Lecture 5:Huikku, Jari, Mouritsen, Jan and Silvola, Hanna (2017). Relative reliability and the recognisable firm: Calculating goodwill impairment value Flashcards
1
Q
What is the paper investigating?
A
How financial accounting is produced by studying goodwill impairment tests (IAS 36). By investigating “traces” and how they often are found beyond the company infrastructure of sheets of accounts and financial ledgers.
2
Q
What is the aim?
A
To investigate how accounting standards are translated into accounting practices, and to investigate how this is reliable.
3
Q
What are the contributions?
A
- Financial accounting is a process of finding, qualifying, stabilizing and calculating traces that often have to be found beyond the company infrastructure of sheets of accounts and financial ledgers.

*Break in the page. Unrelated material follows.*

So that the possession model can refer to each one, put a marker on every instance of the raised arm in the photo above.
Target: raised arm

- It shows that traces increase reliability when they are recognisable and impersonal. No single person is responsible for the financial calculation and the trances used assume that a firm cannot outperform the broader economy or history of the firm.
4
Q
Why is it important to investigate the production of accounting?
A
- As a construction, financial accounting is easy to change because it is mathematical, and therefore easy to manipulate by changing calculations to their benefit (earnings management)
- Accounting is in the hands of few who can design it to suit their own interest. (Ofc there is a limit, the more personal financial accounting is, less reliable it will be. (no trust)).
Therefore, important to investigate how the accounting construction differs from a personal statement.
5
Q
What does the author mean with that reliability is relative?
A
- Reliability is relative “to the degree of recognisability and impersonality of traces”
- IFRS has increased the boundaries of calculations
- Nobody knows what a calculation of goodwill impairment contains before it is challenged. There is a potential of endless possibilities of traces.